The roaring economic growth of China has slowed down in recent years.China is facing several economic problems that might even further curb this country’s progress. If China’s economy comes to a halt, how will it affect leading American companies that operate there? Let’s take a look at three companies that could be affected by China’s potential economic deceleration.
Is China’s consumption too low?
According to a recent article by Paul Krugman,China’s biggest problem is its high investment and low consumption, which is partly due to China’s economic structure. This structure includes many government owned businesses that are mostly concerned with expansion, and cheap labor that keeps coming from villages and maintains the low wages. If cheap labor from villages will cease to flood the labor force, wages will start to rise, which will augment consumption. This transition, according to Krugman, could pull back China’s economy for a while.

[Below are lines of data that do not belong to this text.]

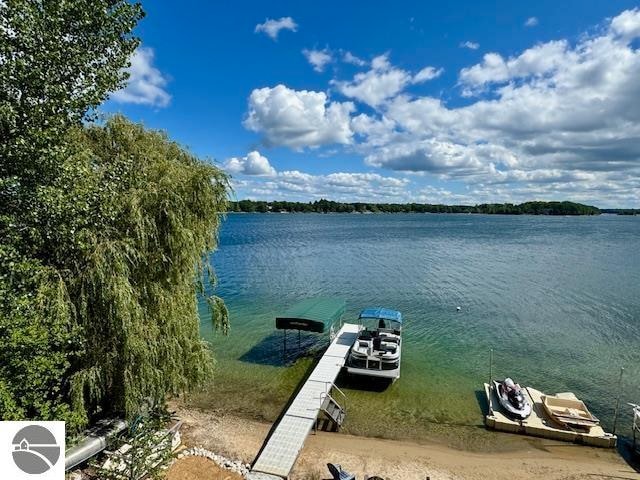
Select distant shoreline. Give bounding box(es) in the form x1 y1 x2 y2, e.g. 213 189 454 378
229 199 640 216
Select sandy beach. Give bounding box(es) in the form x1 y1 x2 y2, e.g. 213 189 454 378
172 403 640 480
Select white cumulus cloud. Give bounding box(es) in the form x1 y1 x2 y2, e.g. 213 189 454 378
224 150 276 176
342 51 367 67
254 17 298 40
245 9 640 207
244 85 355 150
411 67 444 83
524 17 540 27
111 47 171 107
460 40 480 50
302 48 333 73
332 54 443 107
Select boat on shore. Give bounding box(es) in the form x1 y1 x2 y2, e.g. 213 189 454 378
346 308 402 381
542 395 600 430
493 378 531 420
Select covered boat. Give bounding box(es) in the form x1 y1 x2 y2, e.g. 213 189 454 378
542 395 600 430
346 307 402 381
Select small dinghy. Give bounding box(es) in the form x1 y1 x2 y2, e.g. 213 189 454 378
493 378 531 420
542 395 600 430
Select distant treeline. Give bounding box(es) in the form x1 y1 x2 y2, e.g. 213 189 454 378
600 208 640 215
229 199 604 215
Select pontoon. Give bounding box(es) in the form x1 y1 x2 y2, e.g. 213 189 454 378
542 395 600 430
346 308 402 381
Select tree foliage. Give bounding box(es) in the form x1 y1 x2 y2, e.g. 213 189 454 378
0 0 228 432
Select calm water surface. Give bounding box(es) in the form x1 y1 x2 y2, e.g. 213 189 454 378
196 214 640 446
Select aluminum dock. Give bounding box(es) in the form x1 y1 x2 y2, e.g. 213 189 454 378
247 323 360 480
484 383 617 447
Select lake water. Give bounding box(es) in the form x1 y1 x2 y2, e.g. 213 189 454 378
194 214 640 448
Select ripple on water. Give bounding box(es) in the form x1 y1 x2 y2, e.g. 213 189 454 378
203 214 640 444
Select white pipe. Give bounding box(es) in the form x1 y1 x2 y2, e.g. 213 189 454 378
64 420 127 471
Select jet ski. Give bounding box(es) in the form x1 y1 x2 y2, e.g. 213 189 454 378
493 378 531 420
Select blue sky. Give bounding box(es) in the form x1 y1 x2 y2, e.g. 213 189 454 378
103 1 640 207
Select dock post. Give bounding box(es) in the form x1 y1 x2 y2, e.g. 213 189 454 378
488 348 493 415
489 348 493 386
611 367 624 435
282 328 287 361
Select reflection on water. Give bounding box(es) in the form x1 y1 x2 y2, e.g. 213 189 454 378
196 214 640 442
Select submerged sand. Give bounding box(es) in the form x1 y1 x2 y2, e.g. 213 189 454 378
173 403 640 480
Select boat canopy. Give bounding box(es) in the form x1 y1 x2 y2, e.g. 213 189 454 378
276 298 347 333
358 307 402 323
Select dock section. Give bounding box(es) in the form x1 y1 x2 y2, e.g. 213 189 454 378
484 383 617 447
248 323 359 480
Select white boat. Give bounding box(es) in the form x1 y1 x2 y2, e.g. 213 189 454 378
345 308 402 381
493 378 531 420
542 395 600 430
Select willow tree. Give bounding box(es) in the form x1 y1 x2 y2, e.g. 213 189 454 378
0 117 228 430
61 117 228 416
0 0 143 429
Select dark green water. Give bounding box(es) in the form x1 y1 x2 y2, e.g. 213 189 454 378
196 214 640 445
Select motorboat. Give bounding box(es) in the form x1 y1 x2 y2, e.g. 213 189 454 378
542 395 600 430
493 378 531 420
346 307 402 381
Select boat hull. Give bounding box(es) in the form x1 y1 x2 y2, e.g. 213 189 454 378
346 367 400 381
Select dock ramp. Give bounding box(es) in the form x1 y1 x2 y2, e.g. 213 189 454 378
247 323 360 480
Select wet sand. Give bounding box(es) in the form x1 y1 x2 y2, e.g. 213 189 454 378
172 402 640 480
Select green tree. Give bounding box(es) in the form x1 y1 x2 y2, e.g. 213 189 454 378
0 0 228 432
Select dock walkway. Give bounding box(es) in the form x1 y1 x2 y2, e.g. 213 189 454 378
248 323 359 480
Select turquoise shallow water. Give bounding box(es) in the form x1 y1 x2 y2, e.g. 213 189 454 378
197 214 640 442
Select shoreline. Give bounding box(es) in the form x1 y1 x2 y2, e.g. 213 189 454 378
170 401 640 480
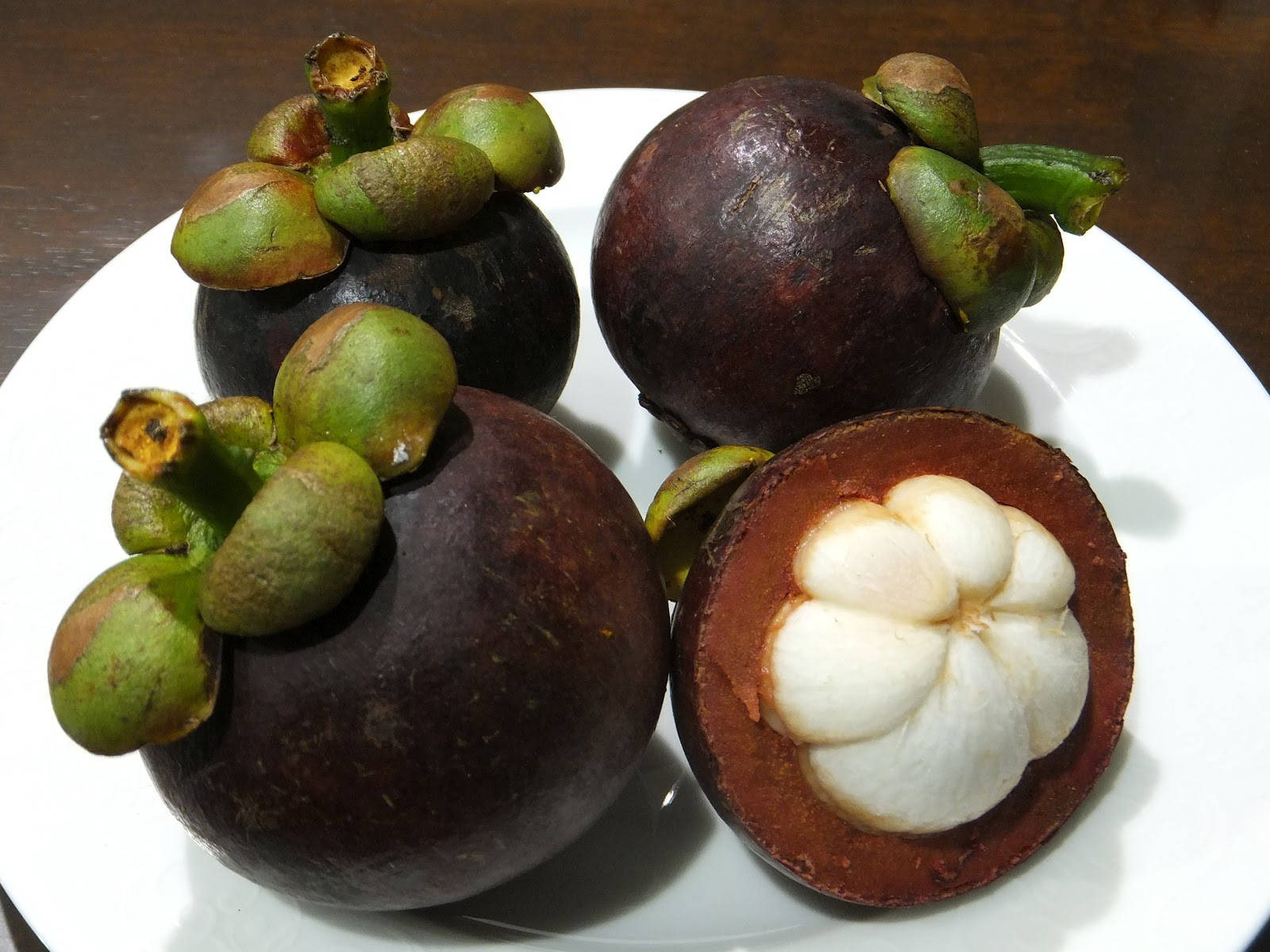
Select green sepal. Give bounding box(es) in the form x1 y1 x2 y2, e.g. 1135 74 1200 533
273 303 459 480
979 144 1129 235
314 136 494 243
48 555 221 754
198 443 383 636
110 396 284 565
413 83 564 192
171 163 348 290
864 53 979 167
644 446 772 601
887 146 1037 334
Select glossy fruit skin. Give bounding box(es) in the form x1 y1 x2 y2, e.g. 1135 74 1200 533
194 193 580 411
142 387 669 909
592 76 997 451
671 409 1134 906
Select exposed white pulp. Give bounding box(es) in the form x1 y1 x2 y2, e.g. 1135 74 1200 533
764 474 1090 834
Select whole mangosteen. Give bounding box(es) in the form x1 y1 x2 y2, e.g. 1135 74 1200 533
672 409 1133 906
592 55 1124 451
142 387 669 909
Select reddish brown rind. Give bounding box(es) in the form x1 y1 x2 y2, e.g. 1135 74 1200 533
142 387 669 909
671 410 1133 906
592 76 997 449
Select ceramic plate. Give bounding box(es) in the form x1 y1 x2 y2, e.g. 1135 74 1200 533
0 89 1270 952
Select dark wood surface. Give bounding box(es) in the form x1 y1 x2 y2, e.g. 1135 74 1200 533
0 0 1270 952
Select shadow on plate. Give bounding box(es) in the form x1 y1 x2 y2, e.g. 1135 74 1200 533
972 366 1183 538
551 404 625 468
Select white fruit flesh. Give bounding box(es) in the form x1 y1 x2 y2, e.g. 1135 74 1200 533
762 474 1088 834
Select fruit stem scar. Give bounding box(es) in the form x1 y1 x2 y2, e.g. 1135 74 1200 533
102 389 262 538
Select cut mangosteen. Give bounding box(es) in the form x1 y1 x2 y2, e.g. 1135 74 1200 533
672 409 1133 906
142 387 669 909
194 193 579 411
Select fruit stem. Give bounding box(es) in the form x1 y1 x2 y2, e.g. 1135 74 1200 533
979 144 1129 235
305 33 394 167
102 389 263 539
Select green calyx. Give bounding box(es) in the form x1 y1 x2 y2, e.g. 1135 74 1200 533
198 443 383 636
102 389 262 538
314 136 494 241
414 83 564 192
979 144 1129 235
644 446 772 601
305 33 395 165
171 163 348 290
171 33 564 290
48 555 221 754
864 53 979 167
1024 212 1063 307
887 146 1037 334
273 303 459 480
246 93 414 173
110 396 281 565
862 53 1128 334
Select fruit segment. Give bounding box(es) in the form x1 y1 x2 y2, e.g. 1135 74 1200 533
762 474 1090 834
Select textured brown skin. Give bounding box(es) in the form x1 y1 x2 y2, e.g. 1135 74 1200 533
592 76 997 449
671 410 1133 906
142 387 669 909
194 194 580 411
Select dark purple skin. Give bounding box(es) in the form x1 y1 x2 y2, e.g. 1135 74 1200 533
142 387 669 909
592 76 997 451
194 193 580 413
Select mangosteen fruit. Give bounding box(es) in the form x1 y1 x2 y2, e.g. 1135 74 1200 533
171 33 580 411
592 55 1124 451
671 409 1133 906
141 386 669 909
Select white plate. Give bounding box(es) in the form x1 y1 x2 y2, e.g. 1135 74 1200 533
0 89 1270 952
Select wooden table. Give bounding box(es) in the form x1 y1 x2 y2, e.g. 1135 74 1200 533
0 0 1270 952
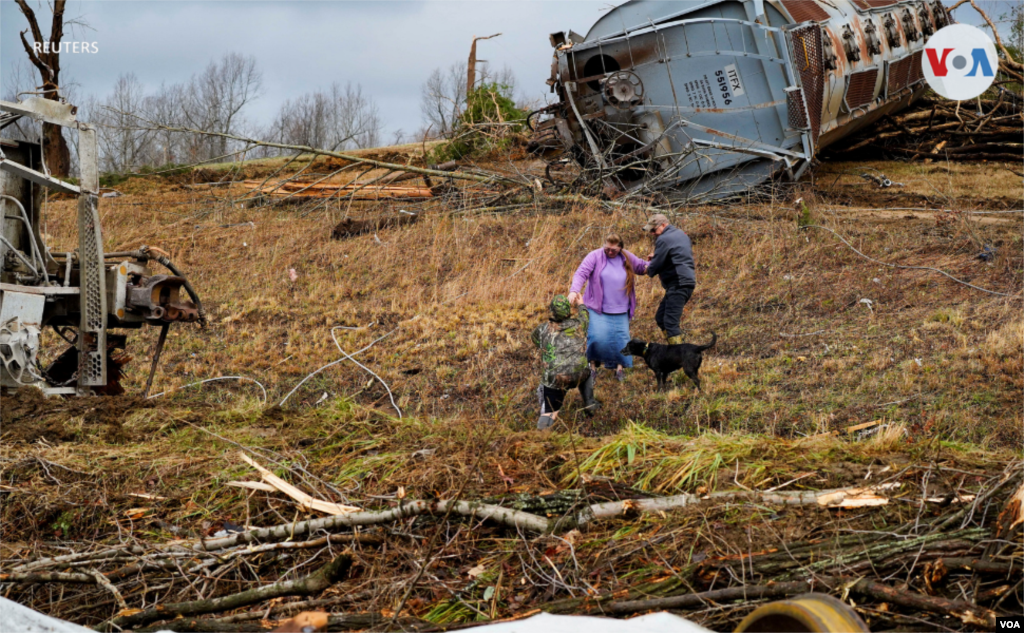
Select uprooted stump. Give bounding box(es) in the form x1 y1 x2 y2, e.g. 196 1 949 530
331 213 420 240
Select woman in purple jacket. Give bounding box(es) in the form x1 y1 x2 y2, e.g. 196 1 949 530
568 234 647 380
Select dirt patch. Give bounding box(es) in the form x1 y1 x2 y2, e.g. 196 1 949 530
0 389 154 444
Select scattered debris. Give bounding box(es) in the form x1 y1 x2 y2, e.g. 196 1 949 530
331 212 420 240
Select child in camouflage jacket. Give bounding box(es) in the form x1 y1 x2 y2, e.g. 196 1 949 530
531 295 598 430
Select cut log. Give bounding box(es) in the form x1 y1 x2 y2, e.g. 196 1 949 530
995 477 1024 539
331 213 420 240
96 554 352 633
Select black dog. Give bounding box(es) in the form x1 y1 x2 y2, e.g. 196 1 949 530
620 332 718 391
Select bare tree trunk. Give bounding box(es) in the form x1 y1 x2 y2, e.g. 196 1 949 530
466 33 501 97
14 0 71 177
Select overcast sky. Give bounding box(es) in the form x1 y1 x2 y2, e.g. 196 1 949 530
0 0 1007 138
0 0 611 137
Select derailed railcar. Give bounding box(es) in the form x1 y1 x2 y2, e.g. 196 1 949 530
531 0 949 199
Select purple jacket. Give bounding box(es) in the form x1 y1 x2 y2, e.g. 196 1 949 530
569 248 647 321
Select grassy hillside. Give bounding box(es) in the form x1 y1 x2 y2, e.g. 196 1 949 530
0 151 1024 630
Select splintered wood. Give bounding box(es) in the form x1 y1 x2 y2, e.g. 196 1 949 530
243 180 433 200
234 452 362 514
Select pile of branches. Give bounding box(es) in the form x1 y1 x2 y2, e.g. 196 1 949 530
828 0 1024 163
831 92 1024 163
0 462 1024 633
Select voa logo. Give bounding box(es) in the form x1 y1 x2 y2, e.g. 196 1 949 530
922 25 999 101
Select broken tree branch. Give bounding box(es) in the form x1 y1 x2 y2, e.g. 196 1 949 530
95 554 352 633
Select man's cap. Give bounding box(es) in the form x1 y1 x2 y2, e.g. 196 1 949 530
643 213 669 233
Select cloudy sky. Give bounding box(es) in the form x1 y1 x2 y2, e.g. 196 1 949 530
0 0 611 137
0 0 1007 138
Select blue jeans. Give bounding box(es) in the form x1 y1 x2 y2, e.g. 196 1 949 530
587 310 633 369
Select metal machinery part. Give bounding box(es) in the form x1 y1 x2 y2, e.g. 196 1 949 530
530 0 949 200
0 98 204 395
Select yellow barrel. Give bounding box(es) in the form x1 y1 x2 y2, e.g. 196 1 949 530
735 593 870 633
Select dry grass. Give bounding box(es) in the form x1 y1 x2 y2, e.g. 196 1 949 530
0 151 1024 630
25 153 1024 445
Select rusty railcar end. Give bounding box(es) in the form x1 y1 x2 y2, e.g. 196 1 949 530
532 0 949 199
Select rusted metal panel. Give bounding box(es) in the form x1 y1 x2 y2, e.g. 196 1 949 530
785 88 810 130
793 26 824 142
852 0 900 11
781 0 829 23
531 0 941 195
846 69 879 110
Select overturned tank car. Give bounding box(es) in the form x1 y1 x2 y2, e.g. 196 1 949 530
0 98 206 395
529 0 949 199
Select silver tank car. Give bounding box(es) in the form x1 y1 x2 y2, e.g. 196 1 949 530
530 0 949 200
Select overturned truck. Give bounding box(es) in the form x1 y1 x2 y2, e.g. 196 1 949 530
530 0 949 200
0 98 206 395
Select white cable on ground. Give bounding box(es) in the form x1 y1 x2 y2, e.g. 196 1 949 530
145 376 266 405
801 224 1014 297
278 328 398 407
331 326 401 420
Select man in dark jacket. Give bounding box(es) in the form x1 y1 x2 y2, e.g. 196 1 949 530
643 213 696 345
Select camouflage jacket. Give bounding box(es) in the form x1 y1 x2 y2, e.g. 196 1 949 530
531 308 590 389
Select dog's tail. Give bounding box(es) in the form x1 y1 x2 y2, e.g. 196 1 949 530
696 332 718 352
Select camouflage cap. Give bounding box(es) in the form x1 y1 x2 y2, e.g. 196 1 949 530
550 295 572 321
641 213 669 233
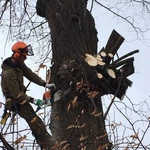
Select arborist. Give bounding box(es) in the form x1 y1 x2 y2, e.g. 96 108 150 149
1 42 55 146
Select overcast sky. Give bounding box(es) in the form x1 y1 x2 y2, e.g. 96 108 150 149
0 1 150 149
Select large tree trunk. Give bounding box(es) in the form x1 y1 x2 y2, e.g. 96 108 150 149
37 0 111 150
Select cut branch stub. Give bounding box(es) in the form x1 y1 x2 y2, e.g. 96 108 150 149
85 54 97 66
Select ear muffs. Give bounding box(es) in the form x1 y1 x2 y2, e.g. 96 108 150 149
13 52 20 59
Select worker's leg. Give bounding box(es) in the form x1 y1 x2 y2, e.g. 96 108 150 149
16 103 51 147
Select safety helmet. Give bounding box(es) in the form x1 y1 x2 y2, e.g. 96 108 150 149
12 42 34 58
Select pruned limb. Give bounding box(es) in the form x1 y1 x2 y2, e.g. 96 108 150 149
111 50 139 66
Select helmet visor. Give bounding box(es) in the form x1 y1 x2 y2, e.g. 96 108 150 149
19 45 34 56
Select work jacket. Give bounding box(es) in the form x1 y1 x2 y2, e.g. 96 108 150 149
1 57 45 101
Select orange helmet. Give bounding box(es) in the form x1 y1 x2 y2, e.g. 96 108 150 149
12 42 34 56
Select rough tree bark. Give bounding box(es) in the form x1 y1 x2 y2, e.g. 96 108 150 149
36 0 134 150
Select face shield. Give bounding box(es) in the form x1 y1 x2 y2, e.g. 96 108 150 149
19 45 34 56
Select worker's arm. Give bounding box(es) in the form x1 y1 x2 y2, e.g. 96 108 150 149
22 63 46 87
2 70 30 101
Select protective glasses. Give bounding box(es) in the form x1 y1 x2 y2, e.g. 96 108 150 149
19 45 34 56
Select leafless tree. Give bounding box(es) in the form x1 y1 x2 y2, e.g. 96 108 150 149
0 0 149 150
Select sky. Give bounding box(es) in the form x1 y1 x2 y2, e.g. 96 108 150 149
0 1 150 149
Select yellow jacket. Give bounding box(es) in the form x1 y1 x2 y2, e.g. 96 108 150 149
1 57 45 101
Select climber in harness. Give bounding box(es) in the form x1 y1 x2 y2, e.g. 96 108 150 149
1 42 60 145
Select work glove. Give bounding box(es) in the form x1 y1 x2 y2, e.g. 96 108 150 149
45 83 56 88
33 99 45 107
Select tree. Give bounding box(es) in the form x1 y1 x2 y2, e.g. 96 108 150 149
0 0 149 149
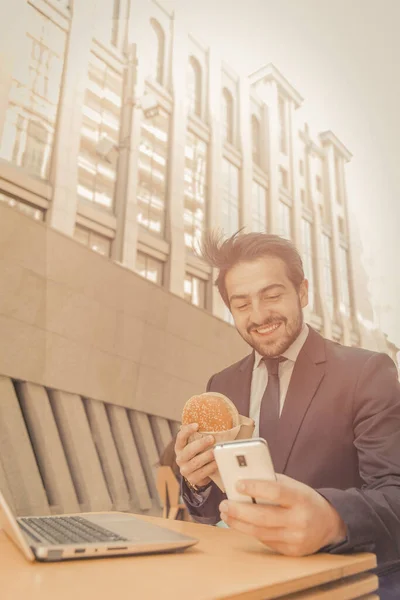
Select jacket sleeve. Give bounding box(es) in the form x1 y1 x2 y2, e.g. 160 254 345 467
181 376 226 525
317 354 400 567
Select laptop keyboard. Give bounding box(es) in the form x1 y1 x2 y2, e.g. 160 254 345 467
18 517 128 544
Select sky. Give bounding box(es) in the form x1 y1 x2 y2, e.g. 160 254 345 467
162 0 400 346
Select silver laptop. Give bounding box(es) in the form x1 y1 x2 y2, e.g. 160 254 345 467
0 492 198 561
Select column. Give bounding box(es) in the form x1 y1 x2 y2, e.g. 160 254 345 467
325 144 343 327
0 0 28 142
257 80 280 233
239 77 253 233
47 0 96 235
207 48 225 319
163 15 188 297
288 100 303 254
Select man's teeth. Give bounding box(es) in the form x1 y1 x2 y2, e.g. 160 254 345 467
256 323 280 333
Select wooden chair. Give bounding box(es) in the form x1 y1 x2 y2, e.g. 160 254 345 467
157 466 189 520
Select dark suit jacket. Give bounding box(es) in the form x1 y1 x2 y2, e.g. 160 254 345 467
183 328 400 580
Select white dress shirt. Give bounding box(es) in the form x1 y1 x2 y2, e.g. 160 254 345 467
249 323 308 437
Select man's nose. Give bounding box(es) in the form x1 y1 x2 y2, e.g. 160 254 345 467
250 302 268 325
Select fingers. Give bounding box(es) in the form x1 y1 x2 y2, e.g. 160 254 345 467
175 423 217 485
184 460 217 485
175 423 199 454
220 500 291 529
237 475 308 508
176 434 214 467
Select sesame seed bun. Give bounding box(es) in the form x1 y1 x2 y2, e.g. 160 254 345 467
182 392 239 432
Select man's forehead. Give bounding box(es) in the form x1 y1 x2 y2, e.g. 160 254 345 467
225 257 290 296
225 256 288 285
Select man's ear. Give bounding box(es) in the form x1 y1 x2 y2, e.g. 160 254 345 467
299 279 308 308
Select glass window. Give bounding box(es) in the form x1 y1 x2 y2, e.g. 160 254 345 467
279 200 292 239
221 88 234 144
137 109 169 236
0 193 45 221
187 56 202 117
150 19 165 85
135 252 164 285
251 115 261 165
322 233 334 318
339 247 350 316
221 158 239 236
278 97 287 154
251 181 267 233
78 54 122 209
74 225 111 256
184 273 206 308
301 219 315 310
0 4 66 179
183 131 208 250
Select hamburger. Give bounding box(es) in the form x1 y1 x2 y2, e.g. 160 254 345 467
182 392 240 433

China’s low inflation is an indicator for the economic progress. The current annual inflation is at 2.7%, which is much lower than Bank of China’s inflation target of 3.5%. If China’s inflation remains low, it could indicate slow progress in its economic activity.
Will China reach a credit crisis?
Another factor that might adversary affect China’s economy is the potential pending credit crisis. If China’s credit expansion will keep growing at a faster pace than its economy, it might curb China’s growth: The country might not be able to borrow more money to maintain its growth.
These theories are compelling and have some tangent points. But I think other factors are affecting China that could lead to an economic deceleration, such as high commodities prices and the global economic progress. On the one hand, rising commodities prices including crude oil, coal, gold and silver are raising China’s imports. On the other hand, the ongoing economic slowdown in many regions, including Europe, has prevented China’s exports from growing. These factors could keep curbing down China’s economy from growing in the future.
How will this slowdown affect you?
The main issue will revolve around companies that draw their growth in revenues in China. Companies such as Caterpillar Inc. (NYSE:CAT) and Starbucks Corporation (NASDAQ:SBUX) could see a decline in their revenue growth rate in the coming years, which will reflect in their stock prices.
Yum! Brands, Inc. (NYSE:YUM) states the drop in revenues was due to the poultry incident back in December and residual adverse effect from the avian flu. But I suspect China’s economic slowdown and strong competition from other U.S brands have pulled down the company’s revenues.
Moreover, Yum! Brands, Inc. (NYSE:YUM)’ profit margin in China is the lowest of all other regions at 4.6%. In comparison, the profitability in the U.S is 24.4%. Therefore, if China’s business segment rises, it will further slash the company’s profit margin. In any case, if China’s economic growth diminishes Yum! Brands, Inc. (NYSE:YUM)’ earnings will continue to fall, which will adversely affect the company’s future valuation.